Sobre las zidres varios observadores, expertos, columnistas y miembros de organizaciones han opinado. Se cree, por ejemplo, que llevarán a la sospechosa adjudicación política de tierras baldías que tanto se ha practicado. Con el antiguo estribillo de la colaboración entre campesinos y empresarios, habrá concentración de tierras. El modelo asociativo se decide lejos de las zonas o sin la participación de los saberes y la política de algunos de los involucrados. Es más: como también es costumbre, el material sobre el que reposa la fantasía desarrollista supone tierra virgen, solitaria, vacía. Tierra de atardecer color verde separata.

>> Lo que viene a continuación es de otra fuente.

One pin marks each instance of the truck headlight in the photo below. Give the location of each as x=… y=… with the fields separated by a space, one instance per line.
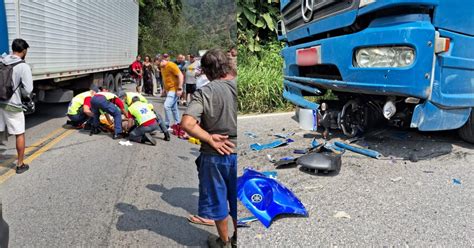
x=395 y=56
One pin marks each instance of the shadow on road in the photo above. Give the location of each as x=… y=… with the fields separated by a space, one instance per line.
x=45 y=112
x=173 y=227
x=184 y=198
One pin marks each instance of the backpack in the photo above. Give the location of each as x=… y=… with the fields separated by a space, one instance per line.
x=6 y=81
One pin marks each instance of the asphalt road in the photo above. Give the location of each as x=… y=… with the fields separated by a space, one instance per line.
x=91 y=191
x=390 y=202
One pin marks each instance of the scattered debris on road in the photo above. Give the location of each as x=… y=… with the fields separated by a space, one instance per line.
x=125 y=143
x=342 y=215
x=396 y=179
x=456 y=181
x=254 y=187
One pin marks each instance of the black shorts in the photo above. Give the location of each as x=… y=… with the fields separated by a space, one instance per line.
x=190 y=88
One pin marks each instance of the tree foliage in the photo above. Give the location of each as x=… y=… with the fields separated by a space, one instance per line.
x=257 y=22
x=186 y=26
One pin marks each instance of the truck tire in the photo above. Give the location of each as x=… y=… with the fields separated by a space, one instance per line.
x=466 y=132
x=118 y=82
x=109 y=82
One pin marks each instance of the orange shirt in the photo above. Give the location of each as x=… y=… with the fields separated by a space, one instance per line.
x=170 y=74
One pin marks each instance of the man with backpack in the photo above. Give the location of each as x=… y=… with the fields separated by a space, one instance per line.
x=16 y=81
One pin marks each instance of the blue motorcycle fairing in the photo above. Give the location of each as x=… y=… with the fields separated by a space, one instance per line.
x=266 y=198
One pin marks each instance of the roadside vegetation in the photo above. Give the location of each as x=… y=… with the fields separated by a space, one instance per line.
x=259 y=63
x=186 y=26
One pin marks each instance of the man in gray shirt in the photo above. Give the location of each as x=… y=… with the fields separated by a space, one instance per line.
x=11 y=111
x=212 y=118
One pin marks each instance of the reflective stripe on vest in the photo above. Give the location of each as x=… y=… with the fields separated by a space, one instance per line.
x=131 y=95
x=77 y=102
x=109 y=96
x=141 y=112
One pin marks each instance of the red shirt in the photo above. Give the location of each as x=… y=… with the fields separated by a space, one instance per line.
x=119 y=103
x=138 y=67
x=115 y=101
x=87 y=101
x=146 y=124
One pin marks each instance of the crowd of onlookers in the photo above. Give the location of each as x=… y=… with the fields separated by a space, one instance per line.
x=149 y=80
x=206 y=85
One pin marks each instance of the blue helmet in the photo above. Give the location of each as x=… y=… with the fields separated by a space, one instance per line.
x=266 y=198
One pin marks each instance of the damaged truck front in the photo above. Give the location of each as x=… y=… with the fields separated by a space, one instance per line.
x=408 y=63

Todo lo cual estaría dentro de lo más o menos usual y esperable de no ser porque el Gobierno y algunos de sus ministros se esfuerzan por enmarcar la continuidad de su proyecto mágico-empresarial en el escenario del posconflicto. Las zidres vendrían a ser, y lo repiten abiertamente, un ejercicio más del posconflicto. De donde se sigue que la izquierda conteste, con previsible exageración, que las tierras de las víctimas serán engullidas inevitablemente por los empresarios. Y que hay un contraste, este sí menos discutible, entre la indiferencia frente a la aceptación de las reservas campesinas y la celeridad casi morbosa con que se les ha hecho la vuelta, juegue o no la selección, a los interesados en los jugosos baldíos.

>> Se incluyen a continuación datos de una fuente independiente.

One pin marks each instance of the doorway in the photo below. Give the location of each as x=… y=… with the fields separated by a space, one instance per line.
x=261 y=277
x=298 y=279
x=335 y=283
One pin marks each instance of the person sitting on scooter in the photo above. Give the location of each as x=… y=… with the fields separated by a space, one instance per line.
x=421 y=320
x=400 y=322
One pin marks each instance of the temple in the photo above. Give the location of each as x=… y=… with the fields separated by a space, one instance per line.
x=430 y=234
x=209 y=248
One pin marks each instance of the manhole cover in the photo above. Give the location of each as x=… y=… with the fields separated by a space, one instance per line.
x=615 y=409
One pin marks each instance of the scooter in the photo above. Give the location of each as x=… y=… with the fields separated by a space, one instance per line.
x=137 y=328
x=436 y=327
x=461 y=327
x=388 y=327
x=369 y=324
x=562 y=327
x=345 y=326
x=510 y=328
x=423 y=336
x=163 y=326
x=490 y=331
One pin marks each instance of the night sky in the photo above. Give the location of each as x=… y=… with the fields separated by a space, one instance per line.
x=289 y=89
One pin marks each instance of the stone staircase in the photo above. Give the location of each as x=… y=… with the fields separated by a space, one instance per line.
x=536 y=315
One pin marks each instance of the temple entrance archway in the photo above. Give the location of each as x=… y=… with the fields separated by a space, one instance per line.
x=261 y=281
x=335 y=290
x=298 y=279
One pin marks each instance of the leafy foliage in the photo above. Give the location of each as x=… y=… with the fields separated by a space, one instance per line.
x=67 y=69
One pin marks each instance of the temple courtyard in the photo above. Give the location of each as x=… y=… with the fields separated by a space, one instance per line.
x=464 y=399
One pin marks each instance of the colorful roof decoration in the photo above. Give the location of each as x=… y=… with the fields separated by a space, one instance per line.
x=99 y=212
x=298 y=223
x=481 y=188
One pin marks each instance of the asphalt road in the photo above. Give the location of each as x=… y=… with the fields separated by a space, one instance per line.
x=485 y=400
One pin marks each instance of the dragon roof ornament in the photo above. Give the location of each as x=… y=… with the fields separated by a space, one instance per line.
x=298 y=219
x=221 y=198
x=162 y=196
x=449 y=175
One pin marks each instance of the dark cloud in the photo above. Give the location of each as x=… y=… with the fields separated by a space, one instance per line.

Un término medio (y si se quiere tibio) en la polarizada discusión tiene que ver con lo fácil y estratégico que le ha sido al Gobierno hablar de víctimas cada que se topa con algún foro sobre liderazgo y paz. Mientras se niega, por el contrario, a aceptar que campesinos y colonos también tienen sus propias agendas económicas y posibilidades por fuera de la victimización.